Мы с Лесиком — «скорая помощь». Нас потому и выгоняют в ночные дежурства, чтобы машина не оставалась без пригляду и чтобы при малейшей поломке мы сделали все возможное для ее устранения. Время в пашей машине не должно останавливаться никогда. А чтобы мы сами не стали причиной неисправности машины, пусть даже из чисто профессионального побуждения, все, что можно было открутить, опутали проволокой и опломбировали. Лично я не против этих мер, хотя у меня руки чешутся покопаться еще в машине, зная, чем чревата для нее остановка даже на секунду.
Я ничего не предпринял сверх запрета: не вскрыл ни одной пломбы, не включал вводных устройств. Я только нажал кнопку ВЫВОД ИНФОРМАЦИИ. Мне нужно было знать, с какой это стати практически бездействующая машина пожирает столько энергии…
Признаться, я думал, что это шутка программистов, введших в машину столь нелепую программу поведения. Но очень скоро мне уже было не до шутников, не до Лесика, храп которого уже не раздражал меня.
Едва я нажал кнопку, как экран дисплея, на котором я еще недавно вел боевые действия, словно взорвался множеством картинок. Впрочем, это были не совсем картинки, скорее поспешно набросанные эскизы — стилизованные контуры предметов со слабой, едва намекающей на тени, штриховкой внутри. Картинки накладывались одна на другую, как схемы выкроек в журналах мод. Поначалу я так и принял их за выкройки. Если бы не их движения…
Я попробовал проследить взглядом за движением одной из картинок — какой — то жуткой помеси слона и таракана. Сосредоточив все внимание только на этом существе, я заметил, что оно передвигается к левому краю экрана. Шесть слоновьих ног несли на себе плоское обтекаемое тело, к которому были подвешены рачьи клешни, длинные усы в такт движениям прогибались на концах, между усами извивался, что — то выискивая впереди, хобот. Существо время от времени взбрыкивало задними ногами, словно отбиваясь от кого — то наседающего сзади. Подойдя к краю экрана, оно величественно скрылась за ним.
Потом мой взгляд выхватил из мешанины уже знакомые мне изображения человечков и марсиан, барражирующих над ними. И только тогда я заметил, что на экране разыгрывается целая баталия. Война миров шла с переменным успехом, но к концу остался только один человечек среди крестов. Бой начался заново.
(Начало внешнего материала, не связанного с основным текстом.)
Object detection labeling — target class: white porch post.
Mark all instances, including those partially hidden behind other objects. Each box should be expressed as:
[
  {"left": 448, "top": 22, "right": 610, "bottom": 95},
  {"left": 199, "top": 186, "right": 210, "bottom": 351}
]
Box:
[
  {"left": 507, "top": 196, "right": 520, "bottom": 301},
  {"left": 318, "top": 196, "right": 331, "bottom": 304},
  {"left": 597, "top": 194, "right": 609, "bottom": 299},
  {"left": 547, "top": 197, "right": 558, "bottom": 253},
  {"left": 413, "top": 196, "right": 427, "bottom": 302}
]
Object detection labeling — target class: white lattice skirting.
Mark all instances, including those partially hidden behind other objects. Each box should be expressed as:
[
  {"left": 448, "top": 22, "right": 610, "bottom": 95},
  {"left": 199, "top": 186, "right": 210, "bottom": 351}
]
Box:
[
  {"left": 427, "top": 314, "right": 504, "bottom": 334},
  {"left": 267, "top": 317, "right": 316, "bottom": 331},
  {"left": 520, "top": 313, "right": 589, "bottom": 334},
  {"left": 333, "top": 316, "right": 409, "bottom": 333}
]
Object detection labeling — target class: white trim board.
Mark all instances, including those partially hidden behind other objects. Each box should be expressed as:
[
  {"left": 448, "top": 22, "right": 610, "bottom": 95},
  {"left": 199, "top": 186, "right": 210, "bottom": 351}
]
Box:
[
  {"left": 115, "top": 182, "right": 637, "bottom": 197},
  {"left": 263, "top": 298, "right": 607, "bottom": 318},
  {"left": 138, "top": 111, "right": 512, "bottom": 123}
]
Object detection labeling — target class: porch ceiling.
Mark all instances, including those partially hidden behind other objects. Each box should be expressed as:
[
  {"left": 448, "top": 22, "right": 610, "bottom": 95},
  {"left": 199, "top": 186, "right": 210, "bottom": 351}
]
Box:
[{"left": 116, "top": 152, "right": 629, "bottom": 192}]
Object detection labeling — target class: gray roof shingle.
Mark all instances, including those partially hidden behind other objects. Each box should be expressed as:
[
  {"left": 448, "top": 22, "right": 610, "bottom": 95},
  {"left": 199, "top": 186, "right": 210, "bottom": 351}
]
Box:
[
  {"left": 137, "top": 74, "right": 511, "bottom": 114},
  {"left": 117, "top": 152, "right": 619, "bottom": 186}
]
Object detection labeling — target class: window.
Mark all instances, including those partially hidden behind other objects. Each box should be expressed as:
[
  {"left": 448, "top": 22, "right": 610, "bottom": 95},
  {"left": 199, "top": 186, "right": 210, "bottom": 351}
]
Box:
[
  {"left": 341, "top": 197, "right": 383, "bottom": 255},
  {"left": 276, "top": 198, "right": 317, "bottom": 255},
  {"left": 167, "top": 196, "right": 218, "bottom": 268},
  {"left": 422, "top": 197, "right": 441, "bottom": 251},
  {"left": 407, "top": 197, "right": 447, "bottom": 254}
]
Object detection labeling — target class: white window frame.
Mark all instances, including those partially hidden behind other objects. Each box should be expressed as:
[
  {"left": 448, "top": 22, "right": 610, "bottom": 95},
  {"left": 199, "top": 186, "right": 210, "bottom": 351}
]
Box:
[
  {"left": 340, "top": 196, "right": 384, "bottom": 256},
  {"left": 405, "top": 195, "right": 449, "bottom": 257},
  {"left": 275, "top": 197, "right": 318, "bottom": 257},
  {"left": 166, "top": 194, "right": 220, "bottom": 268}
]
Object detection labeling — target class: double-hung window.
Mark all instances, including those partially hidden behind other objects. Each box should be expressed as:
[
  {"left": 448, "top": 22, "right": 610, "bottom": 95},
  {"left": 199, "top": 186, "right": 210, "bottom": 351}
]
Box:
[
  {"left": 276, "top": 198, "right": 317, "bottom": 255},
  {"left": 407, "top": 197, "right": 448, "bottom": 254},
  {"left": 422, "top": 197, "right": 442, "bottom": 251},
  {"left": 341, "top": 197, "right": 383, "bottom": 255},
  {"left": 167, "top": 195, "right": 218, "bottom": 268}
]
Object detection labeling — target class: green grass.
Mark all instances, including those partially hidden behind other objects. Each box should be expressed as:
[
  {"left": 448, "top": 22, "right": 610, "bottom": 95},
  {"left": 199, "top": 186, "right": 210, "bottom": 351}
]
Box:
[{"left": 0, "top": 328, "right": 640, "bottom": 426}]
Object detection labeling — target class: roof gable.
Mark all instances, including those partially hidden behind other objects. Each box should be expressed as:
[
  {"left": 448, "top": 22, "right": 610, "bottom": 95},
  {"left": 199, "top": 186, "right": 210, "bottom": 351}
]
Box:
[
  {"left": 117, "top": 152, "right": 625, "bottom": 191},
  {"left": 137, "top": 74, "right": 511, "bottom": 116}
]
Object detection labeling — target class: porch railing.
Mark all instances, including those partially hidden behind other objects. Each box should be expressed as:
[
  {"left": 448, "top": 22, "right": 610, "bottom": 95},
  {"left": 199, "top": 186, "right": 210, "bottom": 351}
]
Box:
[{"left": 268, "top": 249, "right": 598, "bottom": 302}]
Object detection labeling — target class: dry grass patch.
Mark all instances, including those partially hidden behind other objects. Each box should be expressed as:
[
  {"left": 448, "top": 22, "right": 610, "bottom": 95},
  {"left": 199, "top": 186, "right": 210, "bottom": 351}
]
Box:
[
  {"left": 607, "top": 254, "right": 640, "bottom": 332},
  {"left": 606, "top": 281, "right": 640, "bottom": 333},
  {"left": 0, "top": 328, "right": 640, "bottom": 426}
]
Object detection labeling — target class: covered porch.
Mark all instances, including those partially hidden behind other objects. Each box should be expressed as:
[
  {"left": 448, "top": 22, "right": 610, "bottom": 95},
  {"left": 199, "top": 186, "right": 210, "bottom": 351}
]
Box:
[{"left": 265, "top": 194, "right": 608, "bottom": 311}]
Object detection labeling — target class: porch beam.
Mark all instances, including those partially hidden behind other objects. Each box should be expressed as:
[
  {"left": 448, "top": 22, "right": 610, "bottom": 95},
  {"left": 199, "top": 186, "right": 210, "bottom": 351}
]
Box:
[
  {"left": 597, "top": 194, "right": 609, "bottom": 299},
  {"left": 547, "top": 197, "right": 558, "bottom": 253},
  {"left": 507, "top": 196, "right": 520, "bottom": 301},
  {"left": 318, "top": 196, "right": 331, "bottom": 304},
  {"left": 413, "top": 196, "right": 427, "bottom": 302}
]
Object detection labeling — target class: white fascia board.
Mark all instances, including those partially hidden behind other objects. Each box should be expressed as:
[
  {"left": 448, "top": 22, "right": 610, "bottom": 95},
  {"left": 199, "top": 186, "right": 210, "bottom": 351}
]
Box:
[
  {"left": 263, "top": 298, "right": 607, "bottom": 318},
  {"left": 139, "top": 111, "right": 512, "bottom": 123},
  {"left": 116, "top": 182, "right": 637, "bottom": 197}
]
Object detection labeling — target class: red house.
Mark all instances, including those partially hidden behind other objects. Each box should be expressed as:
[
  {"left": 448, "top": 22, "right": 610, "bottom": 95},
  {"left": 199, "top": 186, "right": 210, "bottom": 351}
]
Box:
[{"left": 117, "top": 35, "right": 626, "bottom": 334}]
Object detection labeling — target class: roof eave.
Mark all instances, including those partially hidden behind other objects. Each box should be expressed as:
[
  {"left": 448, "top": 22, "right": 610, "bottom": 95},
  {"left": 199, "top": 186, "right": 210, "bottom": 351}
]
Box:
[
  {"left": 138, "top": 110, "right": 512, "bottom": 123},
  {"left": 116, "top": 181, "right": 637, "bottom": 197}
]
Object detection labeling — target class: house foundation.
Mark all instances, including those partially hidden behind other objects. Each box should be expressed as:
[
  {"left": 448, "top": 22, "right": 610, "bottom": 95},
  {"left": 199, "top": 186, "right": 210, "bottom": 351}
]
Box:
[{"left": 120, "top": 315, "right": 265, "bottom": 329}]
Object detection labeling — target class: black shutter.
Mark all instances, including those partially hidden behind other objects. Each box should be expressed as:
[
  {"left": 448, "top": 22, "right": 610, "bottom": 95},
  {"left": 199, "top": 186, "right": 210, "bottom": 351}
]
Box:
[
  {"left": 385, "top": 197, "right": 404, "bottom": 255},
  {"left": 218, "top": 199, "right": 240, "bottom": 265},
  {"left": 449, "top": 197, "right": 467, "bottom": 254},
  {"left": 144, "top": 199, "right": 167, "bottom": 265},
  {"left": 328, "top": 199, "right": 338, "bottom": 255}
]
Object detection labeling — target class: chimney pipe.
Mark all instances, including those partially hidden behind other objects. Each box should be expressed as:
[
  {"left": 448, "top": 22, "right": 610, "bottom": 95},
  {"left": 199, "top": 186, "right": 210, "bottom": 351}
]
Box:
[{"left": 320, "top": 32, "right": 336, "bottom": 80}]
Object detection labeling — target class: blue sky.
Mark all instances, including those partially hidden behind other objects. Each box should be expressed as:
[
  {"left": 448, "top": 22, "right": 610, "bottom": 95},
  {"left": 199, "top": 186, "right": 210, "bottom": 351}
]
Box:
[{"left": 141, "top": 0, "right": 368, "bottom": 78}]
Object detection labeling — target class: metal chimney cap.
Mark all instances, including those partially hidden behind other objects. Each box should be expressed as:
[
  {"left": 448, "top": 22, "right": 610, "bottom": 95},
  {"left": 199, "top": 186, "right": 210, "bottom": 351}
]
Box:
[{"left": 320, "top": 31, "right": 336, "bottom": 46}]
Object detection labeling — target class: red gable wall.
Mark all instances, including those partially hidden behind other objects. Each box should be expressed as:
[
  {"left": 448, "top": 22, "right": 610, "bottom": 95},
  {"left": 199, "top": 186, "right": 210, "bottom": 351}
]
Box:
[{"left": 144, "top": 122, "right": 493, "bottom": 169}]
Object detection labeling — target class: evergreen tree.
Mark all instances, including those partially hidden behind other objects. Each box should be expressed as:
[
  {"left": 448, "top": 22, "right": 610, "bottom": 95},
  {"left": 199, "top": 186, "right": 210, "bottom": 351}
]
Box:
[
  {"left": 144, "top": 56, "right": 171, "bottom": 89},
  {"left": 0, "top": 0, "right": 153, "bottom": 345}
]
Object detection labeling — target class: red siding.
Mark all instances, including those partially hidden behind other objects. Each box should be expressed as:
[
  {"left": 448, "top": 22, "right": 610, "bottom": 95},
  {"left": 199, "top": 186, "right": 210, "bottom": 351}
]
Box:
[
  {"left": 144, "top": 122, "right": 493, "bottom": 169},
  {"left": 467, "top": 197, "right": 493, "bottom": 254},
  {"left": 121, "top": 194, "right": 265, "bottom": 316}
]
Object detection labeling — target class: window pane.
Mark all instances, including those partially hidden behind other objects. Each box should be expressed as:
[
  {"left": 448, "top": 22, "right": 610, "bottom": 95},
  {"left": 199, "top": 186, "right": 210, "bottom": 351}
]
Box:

Я просмотрел несколько вариантов сражения — они заметно отличались по ходу один от другого, — но почему — то всегда, с непонятной неизбежностью, мой маленький солдат оставался в одиночестве. Но теперь я знал, что машина занята не только ликующим человечком, что она тратит огромную энергию на свои непонятные картинки. Что же она моделировала? И что вообще с ней происходило? Я откровенно не понимал, да, мне кажется, и не пытался что — то понимать, а просто смотрел на экран, обо всем забыв, не в силах оторваться от картинок.
Изредка экран вспыхивал на мгновения четкими, но непонятными образами. Мне показалось, что я видел в этих вспышках изменяющуюся с каждым новым кадром мимику нечеловеческого лица. Почему показалось? Не знаю, наверное, это срабатывало седьмое чувство. Почему седьмое? Да потому, что шестому обычно приписывается ощущение опасности. У меня же было другое ощущение. Словно сопереживания.
Я чувствовал, что мышцы на моем лице непроизвольно напрягались, расслаблялись, вытягивались, двигая за собою кожу. И вместе с этим во мне вдруг лавинно ожили самые разные чувства. Я и улыбался, и хмурился, и злился непонятно на кого. И все это во мне рождалось беспричинно, и с такой поразительно быстрой сменой оттенков, что я не успевал сообразить, чего это ради мне вдруг становилось весело, как тут же чувство меняло свою полярность, и снова я пытался сообразить — отчего мне страшно…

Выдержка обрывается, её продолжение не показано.